Are there any other better approaches?
Thanks!
here's how we did it (in ASP.net), pretty much along the lines of what you've mentioned:
1) Created two javascript files: one which defines all javascript functions/DOM manipulations as required by the site, and, second called Messages.js: this defines all the string literals that need to be localized, something like var ALERT_MSG = "Alert message in english".
2) Created different version of the Messages.js, one for each locale that we are supporting and localized the strings. The localized js files were named using messages.locale.js naming convention (for eg. messages.fr-FR.js).
3) Included the js files within the "ScriptManager" and provided the ResourceUICultures for the Messages.js file: this ensures that the correct localized file is embedded in the html output (if you are not using ASP.net you can build this basic functionality by doing some culture sniffing and including the appropriate js file).
4) Voila!
Your approach makes sense. Details:
I'd have the strings for each language in an object.

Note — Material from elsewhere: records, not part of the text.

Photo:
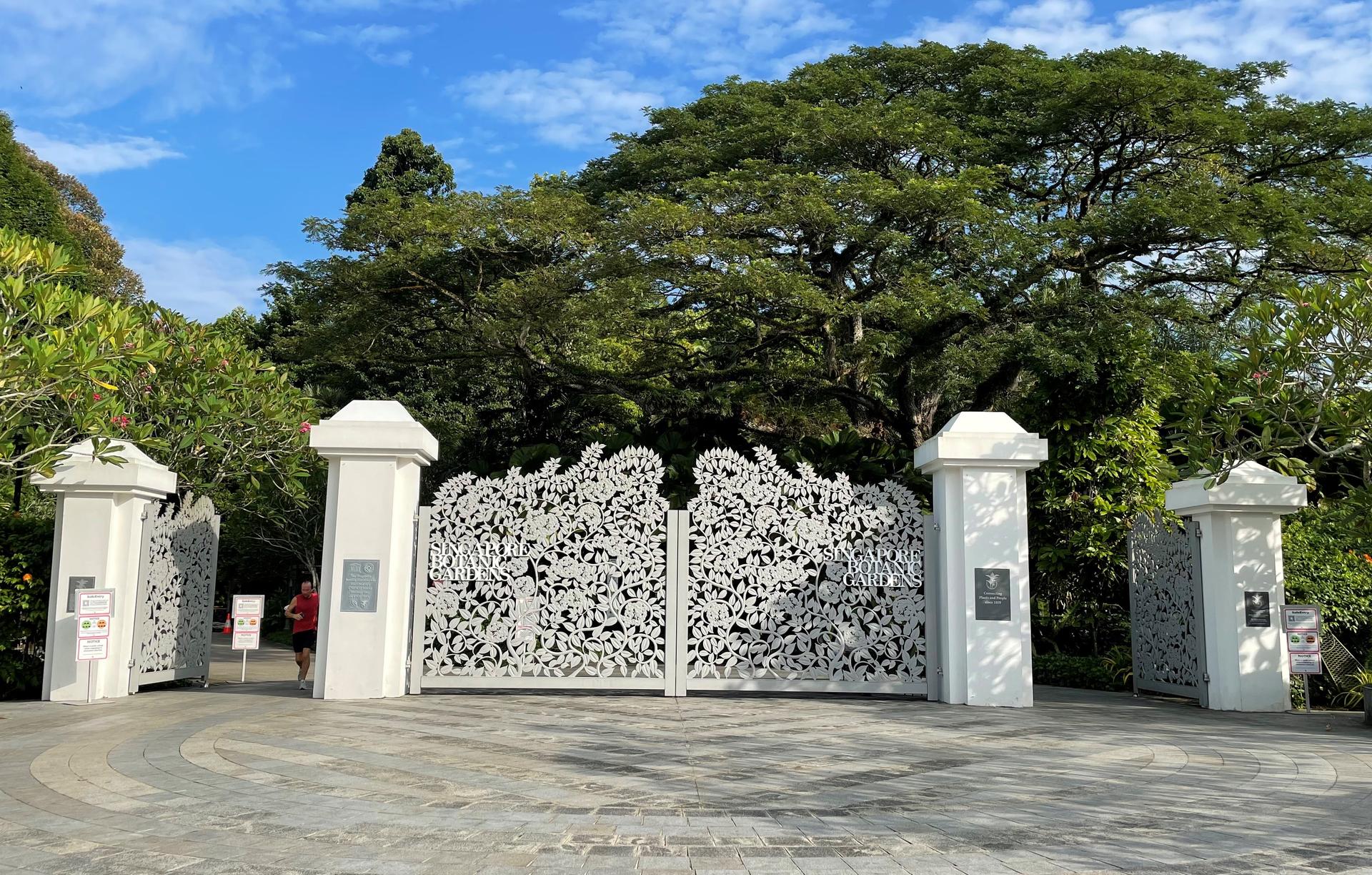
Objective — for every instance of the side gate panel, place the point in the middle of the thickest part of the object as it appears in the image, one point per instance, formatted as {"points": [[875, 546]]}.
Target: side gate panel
{"points": [[552, 580], [803, 583], [1165, 608], [173, 622]]}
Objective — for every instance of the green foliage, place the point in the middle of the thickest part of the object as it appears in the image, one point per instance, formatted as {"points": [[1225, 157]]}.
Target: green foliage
{"points": [[1326, 553], [1296, 392], [62, 353], [25, 561], [28, 202], [1083, 673]]}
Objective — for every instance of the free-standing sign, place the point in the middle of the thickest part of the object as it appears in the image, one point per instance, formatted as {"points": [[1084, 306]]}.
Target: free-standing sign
{"points": [[361, 586], [95, 609], [74, 585], [1301, 624], [92, 649], [993, 593]]}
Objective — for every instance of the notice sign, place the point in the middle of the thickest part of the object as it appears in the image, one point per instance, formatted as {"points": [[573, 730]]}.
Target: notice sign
{"points": [[1301, 618], [993, 593], [1306, 664], [361, 586], [249, 605], [76, 585], [95, 601], [92, 649]]}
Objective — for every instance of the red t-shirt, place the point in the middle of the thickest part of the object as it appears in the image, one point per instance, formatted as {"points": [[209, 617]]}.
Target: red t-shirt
{"points": [[309, 609]]}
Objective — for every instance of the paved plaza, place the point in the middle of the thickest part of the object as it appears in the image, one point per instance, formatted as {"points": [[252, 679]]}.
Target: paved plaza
{"points": [[261, 778]]}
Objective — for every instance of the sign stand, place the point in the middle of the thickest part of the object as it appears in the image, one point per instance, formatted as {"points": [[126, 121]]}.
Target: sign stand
{"points": [[1301, 627], [95, 618], [247, 627]]}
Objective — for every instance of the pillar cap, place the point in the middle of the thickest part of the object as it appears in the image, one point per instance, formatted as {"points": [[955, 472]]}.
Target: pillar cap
{"points": [[80, 472], [377, 428], [1249, 488], [981, 439]]}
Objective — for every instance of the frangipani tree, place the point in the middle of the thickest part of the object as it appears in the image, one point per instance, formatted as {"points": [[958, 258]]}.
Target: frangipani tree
{"points": [[1297, 392]]}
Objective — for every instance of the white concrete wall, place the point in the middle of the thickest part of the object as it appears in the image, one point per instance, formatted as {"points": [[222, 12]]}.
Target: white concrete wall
{"points": [[98, 534], [1241, 552], [377, 453], [978, 464]]}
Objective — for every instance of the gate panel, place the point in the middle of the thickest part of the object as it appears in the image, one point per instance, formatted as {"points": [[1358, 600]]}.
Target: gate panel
{"points": [[803, 583], [176, 591], [553, 579], [1165, 608]]}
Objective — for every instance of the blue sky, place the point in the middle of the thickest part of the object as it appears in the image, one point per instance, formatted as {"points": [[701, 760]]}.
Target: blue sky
{"points": [[209, 129]]}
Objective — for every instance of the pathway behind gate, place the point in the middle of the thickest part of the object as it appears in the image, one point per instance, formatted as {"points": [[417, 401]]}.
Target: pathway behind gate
{"points": [[262, 779]]}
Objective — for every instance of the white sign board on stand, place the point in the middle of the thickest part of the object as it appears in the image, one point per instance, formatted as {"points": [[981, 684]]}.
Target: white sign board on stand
{"points": [[1301, 626], [95, 618], [247, 627]]}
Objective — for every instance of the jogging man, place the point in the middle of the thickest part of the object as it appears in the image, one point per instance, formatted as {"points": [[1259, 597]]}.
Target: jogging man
{"points": [[305, 610]]}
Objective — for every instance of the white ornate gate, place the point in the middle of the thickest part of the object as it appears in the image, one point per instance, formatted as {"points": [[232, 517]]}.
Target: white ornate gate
{"points": [[1166, 616], [176, 591], [803, 583], [553, 579], [583, 579]]}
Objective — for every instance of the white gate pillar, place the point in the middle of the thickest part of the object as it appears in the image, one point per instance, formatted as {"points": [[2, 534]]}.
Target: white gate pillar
{"points": [[978, 600], [98, 539], [1241, 555], [375, 452]]}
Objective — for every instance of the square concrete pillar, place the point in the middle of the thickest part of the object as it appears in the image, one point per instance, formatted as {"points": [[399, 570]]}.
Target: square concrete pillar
{"points": [[978, 591], [1241, 553], [375, 452], [98, 540]]}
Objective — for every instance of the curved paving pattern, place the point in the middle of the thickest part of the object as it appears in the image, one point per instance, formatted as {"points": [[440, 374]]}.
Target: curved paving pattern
{"points": [[259, 779]]}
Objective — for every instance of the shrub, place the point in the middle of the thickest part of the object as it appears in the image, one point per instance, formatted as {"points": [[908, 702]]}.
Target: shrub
{"points": [[1084, 673], [25, 563]]}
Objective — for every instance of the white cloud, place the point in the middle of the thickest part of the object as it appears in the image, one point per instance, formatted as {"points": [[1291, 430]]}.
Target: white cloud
{"points": [[714, 37], [70, 56], [92, 155], [377, 41], [1327, 44], [570, 104], [199, 279]]}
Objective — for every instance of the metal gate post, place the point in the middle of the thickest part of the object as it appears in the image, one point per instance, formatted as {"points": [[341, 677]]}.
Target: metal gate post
{"points": [[1198, 582], [209, 615], [933, 664], [419, 603], [140, 606], [678, 570]]}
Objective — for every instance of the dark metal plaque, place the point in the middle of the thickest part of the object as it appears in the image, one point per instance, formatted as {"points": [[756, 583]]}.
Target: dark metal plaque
{"points": [[73, 585], [993, 593], [361, 586]]}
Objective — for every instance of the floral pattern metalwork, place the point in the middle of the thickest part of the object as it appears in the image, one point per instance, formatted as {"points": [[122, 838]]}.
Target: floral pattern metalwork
{"points": [[555, 573], [177, 588], [1164, 600], [772, 585]]}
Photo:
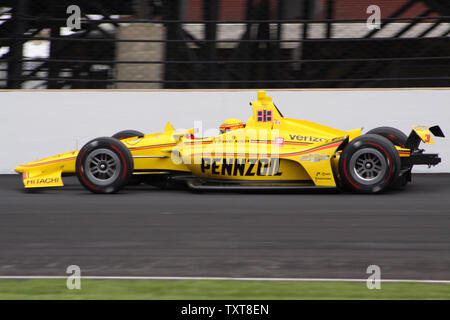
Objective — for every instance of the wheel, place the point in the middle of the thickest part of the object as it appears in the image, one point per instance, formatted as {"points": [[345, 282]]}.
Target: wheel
{"points": [[396, 136], [369, 164], [127, 134], [104, 165]]}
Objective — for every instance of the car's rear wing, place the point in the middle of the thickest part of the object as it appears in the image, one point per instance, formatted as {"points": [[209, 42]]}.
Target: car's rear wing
{"points": [[422, 133]]}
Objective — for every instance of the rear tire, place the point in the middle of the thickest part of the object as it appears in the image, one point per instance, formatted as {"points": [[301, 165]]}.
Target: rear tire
{"points": [[396, 136], [369, 164], [104, 165], [125, 134]]}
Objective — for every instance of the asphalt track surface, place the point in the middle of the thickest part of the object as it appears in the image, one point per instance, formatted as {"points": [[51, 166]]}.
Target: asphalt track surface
{"points": [[149, 232]]}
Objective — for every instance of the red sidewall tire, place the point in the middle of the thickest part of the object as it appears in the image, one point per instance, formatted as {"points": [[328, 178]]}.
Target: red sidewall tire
{"points": [[118, 152], [385, 155]]}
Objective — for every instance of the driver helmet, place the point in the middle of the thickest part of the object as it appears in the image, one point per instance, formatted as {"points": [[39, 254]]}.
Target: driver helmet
{"points": [[231, 124]]}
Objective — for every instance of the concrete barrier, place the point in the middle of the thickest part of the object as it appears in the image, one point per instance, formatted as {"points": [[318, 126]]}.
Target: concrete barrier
{"points": [[37, 124]]}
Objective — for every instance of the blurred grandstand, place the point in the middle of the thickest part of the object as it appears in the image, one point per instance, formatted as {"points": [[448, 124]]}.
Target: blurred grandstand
{"points": [[224, 44]]}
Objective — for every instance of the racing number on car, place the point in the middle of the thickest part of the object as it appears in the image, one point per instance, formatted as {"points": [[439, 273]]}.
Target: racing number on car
{"points": [[264, 116]]}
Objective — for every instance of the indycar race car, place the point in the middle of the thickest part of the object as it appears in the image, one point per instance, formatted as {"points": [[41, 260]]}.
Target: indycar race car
{"points": [[268, 151]]}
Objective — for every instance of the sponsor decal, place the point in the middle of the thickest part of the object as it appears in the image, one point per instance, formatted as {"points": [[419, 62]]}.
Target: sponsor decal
{"points": [[323, 176], [241, 167], [306, 138], [41, 181], [279, 141], [315, 157]]}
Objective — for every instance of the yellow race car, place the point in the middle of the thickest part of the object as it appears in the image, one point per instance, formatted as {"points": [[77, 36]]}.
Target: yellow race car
{"points": [[268, 151]]}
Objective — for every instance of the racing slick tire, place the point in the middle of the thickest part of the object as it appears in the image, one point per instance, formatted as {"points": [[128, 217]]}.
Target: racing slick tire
{"points": [[104, 165], [127, 134], [396, 136], [369, 164]]}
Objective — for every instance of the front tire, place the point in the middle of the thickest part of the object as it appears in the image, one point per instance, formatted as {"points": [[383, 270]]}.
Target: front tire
{"points": [[104, 165], [369, 164]]}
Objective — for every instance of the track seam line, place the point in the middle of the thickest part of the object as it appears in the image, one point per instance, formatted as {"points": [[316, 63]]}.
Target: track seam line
{"points": [[223, 278]]}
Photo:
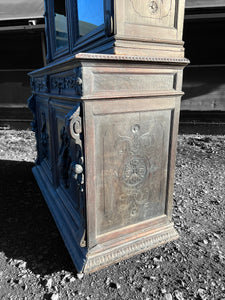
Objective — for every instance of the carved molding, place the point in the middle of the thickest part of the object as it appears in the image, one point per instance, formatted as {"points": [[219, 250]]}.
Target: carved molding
{"points": [[137, 246], [177, 61], [73, 81]]}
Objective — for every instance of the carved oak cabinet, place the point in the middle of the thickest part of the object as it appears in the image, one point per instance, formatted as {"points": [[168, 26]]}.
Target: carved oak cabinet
{"points": [[106, 113]]}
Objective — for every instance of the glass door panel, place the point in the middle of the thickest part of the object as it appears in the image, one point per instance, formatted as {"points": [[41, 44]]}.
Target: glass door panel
{"points": [[90, 15], [61, 32]]}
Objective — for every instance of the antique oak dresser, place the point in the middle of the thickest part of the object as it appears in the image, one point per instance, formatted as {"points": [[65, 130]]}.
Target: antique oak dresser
{"points": [[106, 112]]}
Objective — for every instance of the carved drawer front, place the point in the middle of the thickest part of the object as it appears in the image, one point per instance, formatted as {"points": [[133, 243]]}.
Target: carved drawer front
{"points": [[132, 154], [44, 135], [69, 160]]}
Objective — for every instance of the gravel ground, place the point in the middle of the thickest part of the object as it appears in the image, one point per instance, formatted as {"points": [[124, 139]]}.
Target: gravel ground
{"points": [[34, 263]]}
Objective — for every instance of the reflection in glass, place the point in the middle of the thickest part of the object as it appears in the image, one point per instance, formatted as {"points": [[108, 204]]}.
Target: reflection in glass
{"points": [[61, 34], [90, 15]]}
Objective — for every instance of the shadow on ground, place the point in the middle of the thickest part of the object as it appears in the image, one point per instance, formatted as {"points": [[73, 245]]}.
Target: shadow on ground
{"points": [[27, 229]]}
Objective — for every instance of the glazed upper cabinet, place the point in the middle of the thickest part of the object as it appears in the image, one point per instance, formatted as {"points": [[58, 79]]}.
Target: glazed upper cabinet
{"points": [[134, 27]]}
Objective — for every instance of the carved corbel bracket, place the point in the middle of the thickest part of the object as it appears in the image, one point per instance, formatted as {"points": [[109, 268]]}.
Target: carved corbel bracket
{"points": [[63, 82]]}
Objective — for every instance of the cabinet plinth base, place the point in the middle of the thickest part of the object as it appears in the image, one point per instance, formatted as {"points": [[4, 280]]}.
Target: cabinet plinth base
{"points": [[104, 258]]}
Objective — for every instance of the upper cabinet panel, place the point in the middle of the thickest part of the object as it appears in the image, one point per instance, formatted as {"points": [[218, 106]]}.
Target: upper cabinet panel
{"points": [[90, 15], [123, 27], [150, 27], [204, 3]]}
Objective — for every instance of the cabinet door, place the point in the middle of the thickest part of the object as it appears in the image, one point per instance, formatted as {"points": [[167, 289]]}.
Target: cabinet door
{"points": [[130, 165]]}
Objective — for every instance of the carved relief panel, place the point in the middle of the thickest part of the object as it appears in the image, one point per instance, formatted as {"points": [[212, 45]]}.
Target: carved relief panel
{"points": [[150, 21], [69, 159], [132, 152]]}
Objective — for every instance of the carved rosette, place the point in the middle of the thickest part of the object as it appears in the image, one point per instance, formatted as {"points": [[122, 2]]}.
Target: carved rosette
{"points": [[134, 170], [71, 161]]}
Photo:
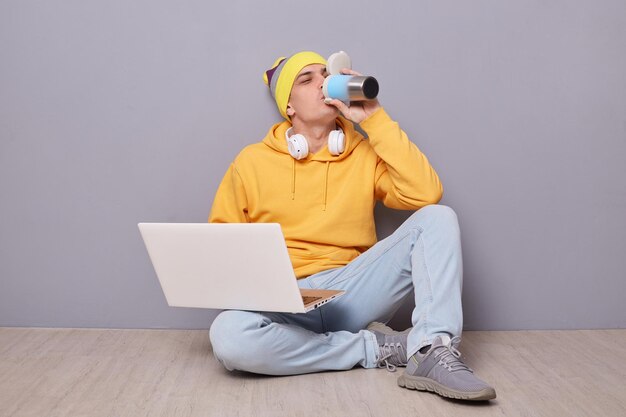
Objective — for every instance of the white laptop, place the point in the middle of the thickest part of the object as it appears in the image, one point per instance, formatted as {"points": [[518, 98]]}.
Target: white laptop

localized={"cat":"chat","dog":"chien"};
Then in code:
localized["cat"]
The quotations around of the keys and the array notation (rather than the more common object dot notation) are to avoid collisions with JavaScript reserved words.
There is a gettext library but I haven't used it.
Your approach sounds good enough.
If you have lots of strings and you are concerned about the bulkiness of the file you may want to consider a script that creates a single javascript file for each language by concatenating the code javascript and the locale javascript and then applying something like Minify.
You'll waste some CPU cycles on publishing but you'll save some round trips...
There's a library for localizing JavaScript applications: https://github.com/wikimedia/jquery.i18n
The strings are stored in JSON files, as pretty much everybody else suggests, but it has a few more features:
It can do parameter replacement, supports gender (clever he/she handling), number (clever plural handling, including languages that have more than one plural form), and custom grammar rules that some languages need.
The only requirement is jQuery.